放課後、私は高山さんに連れられ、名古屋の繁華街である栄へやってきた。定期券外で交通費がかかるが、せっかくの誘いを断ることはできなかった。
「……高山さん、その、変なところじゃないよね?」
恐怖心が湧いてくるので、尋ねずにはいられなかった。
「大丈夫、大丈夫! カルトやマルチの勧誘じゃないよ!」
彼女は振り返り、笑いながら言った。その爽やかな笑顔に、胡散臭さは無い。
「それならいいんだけど」
階段をあがり、地下街から地上へ出る。水色の春空は、オレンジ色に染まりつつあった。
地下街ほどではないが、地上も混み合っていた。幅広い道路を、車の群れが駆け抜けていく。道路沿いには大小あるビル群が、岸壁のように建ち並んでいた。
「もうすぐだよ」
はぐれないよう注意しながら、彼女にしっかりついてく私。
「目的地はここの九階だよ」
歩道をしばらく歩いた後、小奇麗な雑居ビルに入る。
その直前に私は、嫌な響きのある言葉が並んだ看板を目にしてしまう……。いや、目的地はそこではないはず。きっとそうだ……。

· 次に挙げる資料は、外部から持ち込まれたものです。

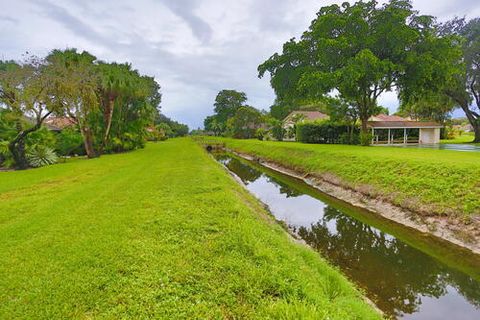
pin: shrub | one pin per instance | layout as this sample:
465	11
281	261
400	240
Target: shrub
6	158
69	142
278	132
324	132
40	155
260	134
366	138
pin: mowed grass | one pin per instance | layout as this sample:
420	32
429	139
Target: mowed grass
466	137
162	232
431	182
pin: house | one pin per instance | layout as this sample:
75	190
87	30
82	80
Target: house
57	124
397	130
296	116
299	116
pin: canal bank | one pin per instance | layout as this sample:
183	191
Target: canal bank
406	273
433	191
441	227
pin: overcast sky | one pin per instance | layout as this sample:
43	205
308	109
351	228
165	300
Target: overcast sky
194	48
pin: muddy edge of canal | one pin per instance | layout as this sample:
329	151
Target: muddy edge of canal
441	227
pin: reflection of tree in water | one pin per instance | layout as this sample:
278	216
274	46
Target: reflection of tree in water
391	272
249	174
284	188
245	172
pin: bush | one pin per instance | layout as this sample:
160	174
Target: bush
40	155
278	132
6	159
69	142
324	132
366	138
260	134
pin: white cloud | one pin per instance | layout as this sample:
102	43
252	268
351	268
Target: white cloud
193	48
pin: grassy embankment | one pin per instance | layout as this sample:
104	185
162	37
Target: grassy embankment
431	182
466	137
162	232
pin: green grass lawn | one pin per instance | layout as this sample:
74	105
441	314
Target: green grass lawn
466	137
427	181
162	232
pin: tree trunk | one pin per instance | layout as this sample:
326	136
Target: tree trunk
473	119
476	129
17	149
107	117
88	142
17	145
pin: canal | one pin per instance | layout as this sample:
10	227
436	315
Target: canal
408	274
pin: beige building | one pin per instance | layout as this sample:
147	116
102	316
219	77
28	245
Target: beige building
397	130
300	116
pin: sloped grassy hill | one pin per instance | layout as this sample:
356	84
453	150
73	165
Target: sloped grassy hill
162	232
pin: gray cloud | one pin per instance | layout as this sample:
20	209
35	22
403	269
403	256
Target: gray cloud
185	10
193	48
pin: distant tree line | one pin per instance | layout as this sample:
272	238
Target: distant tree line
233	117
358	51
110	106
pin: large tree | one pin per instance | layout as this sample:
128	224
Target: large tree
245	122
25	90
117	81
76	84
358	51
227	102
464	87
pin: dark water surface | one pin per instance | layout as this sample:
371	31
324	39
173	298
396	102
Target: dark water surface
407	274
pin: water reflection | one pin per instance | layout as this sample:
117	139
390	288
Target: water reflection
402	280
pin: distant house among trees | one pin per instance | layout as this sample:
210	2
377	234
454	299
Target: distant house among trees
297	116
300	116
397	130
59	123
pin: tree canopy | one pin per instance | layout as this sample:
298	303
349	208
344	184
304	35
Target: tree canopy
359	51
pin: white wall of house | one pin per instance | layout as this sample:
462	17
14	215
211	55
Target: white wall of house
429	135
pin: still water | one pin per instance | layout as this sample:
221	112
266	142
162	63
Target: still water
406	273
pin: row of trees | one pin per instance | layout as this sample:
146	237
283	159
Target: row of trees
111	104
359	51
234	117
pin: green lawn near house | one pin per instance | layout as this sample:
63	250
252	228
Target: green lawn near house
162	232
438	182
466	137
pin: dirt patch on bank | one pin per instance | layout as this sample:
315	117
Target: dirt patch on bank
461	233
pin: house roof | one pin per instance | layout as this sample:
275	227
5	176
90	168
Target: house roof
403	124
59	123
308	115
386	117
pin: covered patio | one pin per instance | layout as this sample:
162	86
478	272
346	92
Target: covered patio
404	132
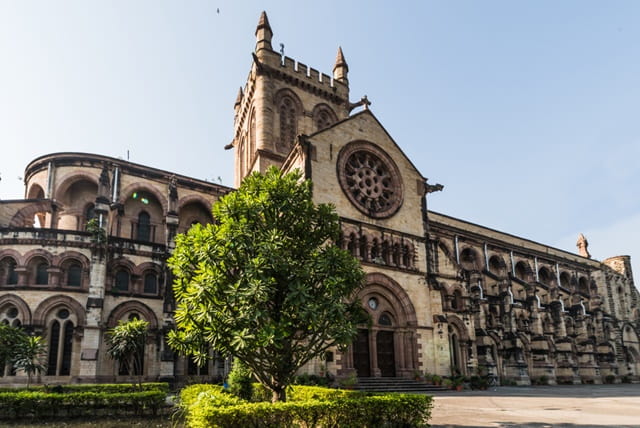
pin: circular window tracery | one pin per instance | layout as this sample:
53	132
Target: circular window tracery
370	179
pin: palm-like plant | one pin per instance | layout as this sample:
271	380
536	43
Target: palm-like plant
30	356
126	343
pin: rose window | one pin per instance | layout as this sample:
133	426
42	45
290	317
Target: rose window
370	180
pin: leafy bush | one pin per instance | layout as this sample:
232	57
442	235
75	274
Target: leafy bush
92	387
190	394
240	380
312	379
309	407
40	404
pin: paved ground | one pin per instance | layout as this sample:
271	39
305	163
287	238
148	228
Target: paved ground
578	406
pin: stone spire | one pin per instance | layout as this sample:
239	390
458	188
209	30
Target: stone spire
238	98
582	245
341	68
263	33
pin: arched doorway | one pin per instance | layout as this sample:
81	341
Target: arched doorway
386	348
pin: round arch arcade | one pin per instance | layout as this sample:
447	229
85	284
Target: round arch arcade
388	347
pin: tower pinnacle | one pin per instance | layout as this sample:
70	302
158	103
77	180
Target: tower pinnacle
263	33
341	68
582	245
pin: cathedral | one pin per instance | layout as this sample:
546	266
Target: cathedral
88	245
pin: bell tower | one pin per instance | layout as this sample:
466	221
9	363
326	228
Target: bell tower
282	99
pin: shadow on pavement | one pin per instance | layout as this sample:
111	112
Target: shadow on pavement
534	425
565	391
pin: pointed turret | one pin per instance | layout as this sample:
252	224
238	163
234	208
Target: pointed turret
263	33
238	98
341	68
582	245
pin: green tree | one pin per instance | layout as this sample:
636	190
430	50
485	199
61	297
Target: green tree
30	356
10	338
126	343
265	283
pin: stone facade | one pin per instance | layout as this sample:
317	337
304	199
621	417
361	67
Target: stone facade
445	296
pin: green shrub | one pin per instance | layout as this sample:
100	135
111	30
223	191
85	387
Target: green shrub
309	406
240	380
189	394
39	404
312	379
93	387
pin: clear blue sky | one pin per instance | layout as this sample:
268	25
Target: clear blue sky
527	112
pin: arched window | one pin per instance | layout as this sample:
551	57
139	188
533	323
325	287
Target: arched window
395	254
144	226
74	275
565	280
385	319
455	350
363	248
469	259
288	123
8	273
375	251
121	282
456	301
9	316
151	283
353	244
496	265
544	276
42	276
60	344
89	213
406	257
521	271
323	119
386	256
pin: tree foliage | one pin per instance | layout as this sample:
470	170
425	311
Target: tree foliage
10	338
265	282
126	343
22	351
30	356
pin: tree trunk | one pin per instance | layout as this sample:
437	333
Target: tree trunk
279	394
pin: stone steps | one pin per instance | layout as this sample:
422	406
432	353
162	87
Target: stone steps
395	384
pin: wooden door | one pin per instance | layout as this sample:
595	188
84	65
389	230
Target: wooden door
385	352
361	354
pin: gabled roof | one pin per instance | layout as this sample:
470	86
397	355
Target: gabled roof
370	113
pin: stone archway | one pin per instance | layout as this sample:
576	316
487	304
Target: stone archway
388	347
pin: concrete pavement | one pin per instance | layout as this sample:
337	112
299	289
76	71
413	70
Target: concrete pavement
539	407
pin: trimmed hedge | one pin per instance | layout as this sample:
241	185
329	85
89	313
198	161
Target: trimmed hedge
94	387
40	404
308	407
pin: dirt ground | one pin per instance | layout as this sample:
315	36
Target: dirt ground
578	406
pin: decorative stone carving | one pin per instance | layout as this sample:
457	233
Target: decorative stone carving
370	179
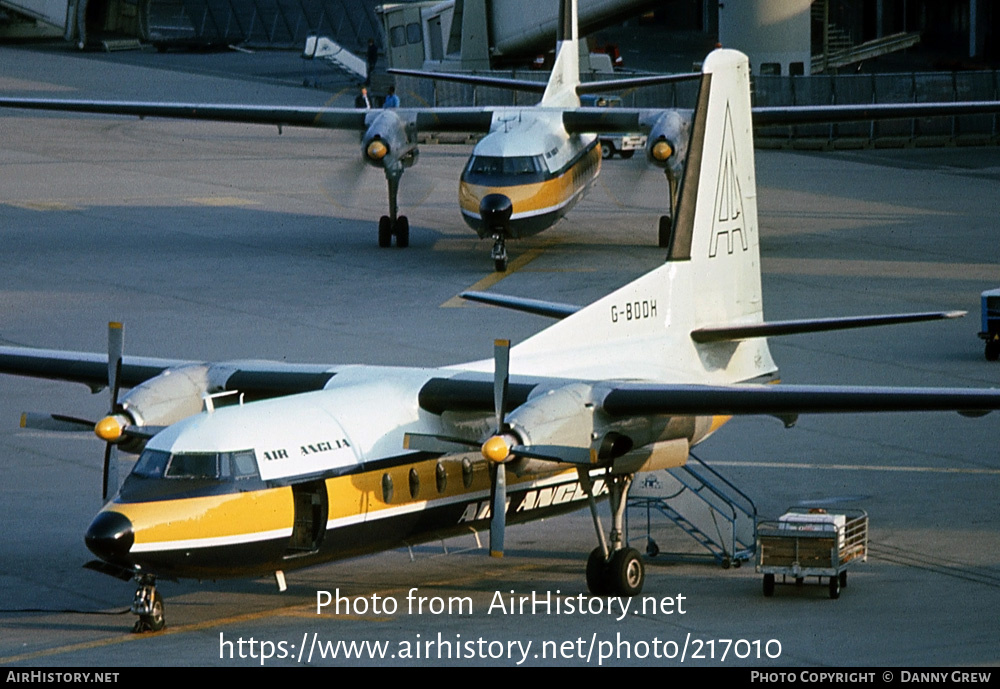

エレベーターに乗りこむ私と彼女。デジタル表示の数字が、どんどん増えていく。それに比例して、なんだか不安になっていく。
そして、エレベーターは九階で止まった。……ああそんな。
「すぐそこだよ」
ドアが開くと同時に、彼女はスタスタと降りていく。ハッとして、後を追う私。
「ここだよ、ここ」
彼女は、分厚そうな擦りガラスのドアの前で立ちどまり、私のほうを振り返った。
「……ここって、あの」
彼女の背後にあるガラスドアには、『香川メンタルクリニック』という精神科の文字が、力強く刻まれていた……。